简体   繁体   English

使用Jsoup从android应用程序的html文档中提取元素

[英]Extracting Element from html document for android app using Jsoup

I am trying to extract the text from this id to use in an android app I am trying to build. 我正在尝试从此ID中提取文本,以在要构建的Android应用中使用。

<div id="114561_435450">CSE423 - DMH - UB30301<br></div>

As I am using Jsoup Library I already tried using getElementById("114561_435450") and div[id=114561_435450].text() . 在使用Jsoup库时,我已经尝试使用getElementById("114561_435450")div[id=114561_435450].text() I am pretty much frustrated right now. 我现在很沮丧。 Please any kind of help is appreciated. 请任何帮助表示赞赏。 Thanks in advance. 提前致谢。

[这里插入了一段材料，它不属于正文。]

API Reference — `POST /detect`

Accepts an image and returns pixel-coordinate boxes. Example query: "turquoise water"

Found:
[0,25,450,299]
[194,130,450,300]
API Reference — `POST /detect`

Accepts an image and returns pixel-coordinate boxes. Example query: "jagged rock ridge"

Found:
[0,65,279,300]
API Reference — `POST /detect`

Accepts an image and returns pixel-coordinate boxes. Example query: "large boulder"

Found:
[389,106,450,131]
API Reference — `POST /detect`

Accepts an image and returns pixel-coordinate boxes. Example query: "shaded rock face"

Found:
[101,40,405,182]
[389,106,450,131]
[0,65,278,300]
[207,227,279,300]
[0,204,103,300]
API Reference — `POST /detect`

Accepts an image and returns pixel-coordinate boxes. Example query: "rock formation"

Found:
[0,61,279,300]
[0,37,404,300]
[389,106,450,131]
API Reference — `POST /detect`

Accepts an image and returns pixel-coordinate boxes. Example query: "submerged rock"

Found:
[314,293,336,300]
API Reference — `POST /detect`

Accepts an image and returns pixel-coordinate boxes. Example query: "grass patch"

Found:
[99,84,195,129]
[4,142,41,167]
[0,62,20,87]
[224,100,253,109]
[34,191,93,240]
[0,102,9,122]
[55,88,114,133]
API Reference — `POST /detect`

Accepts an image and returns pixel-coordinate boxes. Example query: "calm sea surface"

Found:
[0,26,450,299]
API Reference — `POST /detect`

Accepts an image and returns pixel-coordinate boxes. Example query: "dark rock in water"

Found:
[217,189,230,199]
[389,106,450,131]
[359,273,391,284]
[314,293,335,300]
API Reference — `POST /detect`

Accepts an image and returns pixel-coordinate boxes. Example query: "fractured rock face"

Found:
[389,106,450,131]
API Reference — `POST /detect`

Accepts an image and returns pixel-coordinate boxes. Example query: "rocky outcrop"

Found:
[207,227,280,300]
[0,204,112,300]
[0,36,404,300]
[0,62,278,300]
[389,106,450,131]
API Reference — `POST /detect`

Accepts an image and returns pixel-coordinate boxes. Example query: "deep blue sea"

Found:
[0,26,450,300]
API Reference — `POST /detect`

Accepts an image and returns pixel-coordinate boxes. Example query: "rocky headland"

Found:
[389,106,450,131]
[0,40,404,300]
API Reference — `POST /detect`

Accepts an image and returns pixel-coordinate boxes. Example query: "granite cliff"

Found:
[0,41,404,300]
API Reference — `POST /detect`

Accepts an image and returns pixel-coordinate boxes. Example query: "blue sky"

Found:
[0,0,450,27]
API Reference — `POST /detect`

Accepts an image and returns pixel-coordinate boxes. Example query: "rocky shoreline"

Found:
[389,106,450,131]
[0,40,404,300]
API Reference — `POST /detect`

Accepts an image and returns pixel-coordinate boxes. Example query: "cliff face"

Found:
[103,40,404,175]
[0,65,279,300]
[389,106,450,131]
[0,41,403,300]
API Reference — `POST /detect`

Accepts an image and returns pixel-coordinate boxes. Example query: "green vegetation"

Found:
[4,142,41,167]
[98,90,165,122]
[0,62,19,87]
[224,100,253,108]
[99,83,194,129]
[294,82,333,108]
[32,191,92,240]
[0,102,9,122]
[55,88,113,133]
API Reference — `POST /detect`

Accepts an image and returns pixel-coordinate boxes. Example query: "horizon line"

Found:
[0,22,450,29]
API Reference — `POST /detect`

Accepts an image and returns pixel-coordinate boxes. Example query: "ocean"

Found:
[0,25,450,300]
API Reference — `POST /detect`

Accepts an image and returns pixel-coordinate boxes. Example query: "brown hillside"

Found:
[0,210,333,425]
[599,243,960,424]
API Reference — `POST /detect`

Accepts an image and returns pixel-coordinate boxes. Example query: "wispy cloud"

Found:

Using purely Javascript, the following should work: 使用纯Javascript,以下方法应该起作用:

getElementById("114561_435450").innerHTML

If you can use jQuery, the following should also work: 如果可以使用jQuery,则以下内容也应适用:

$("#114561_435450").html()

I see two possible reasons, why your code may not work 我看到两个可能的原因,为什么您的代码可能无法正常工作

  1. The id is changing with each request to the page. 该ID随页面的每个请求而变化。 This is easy to check for, just load the url again in a browser and see if the id changed. 这很容易检查,只需将URL再次加载到浏览器中,然后查看ID是否已更改。 do not forget to clear cache and cookies between tests. 不要忘记在测试之间清除缓存和cookie。 If the id changes indeed, you need to find out more about the structure of the document in order to find the correct div. 如果id确实发生了更改,则需要查找有关文档结构的更多信息,以便找到正确的div。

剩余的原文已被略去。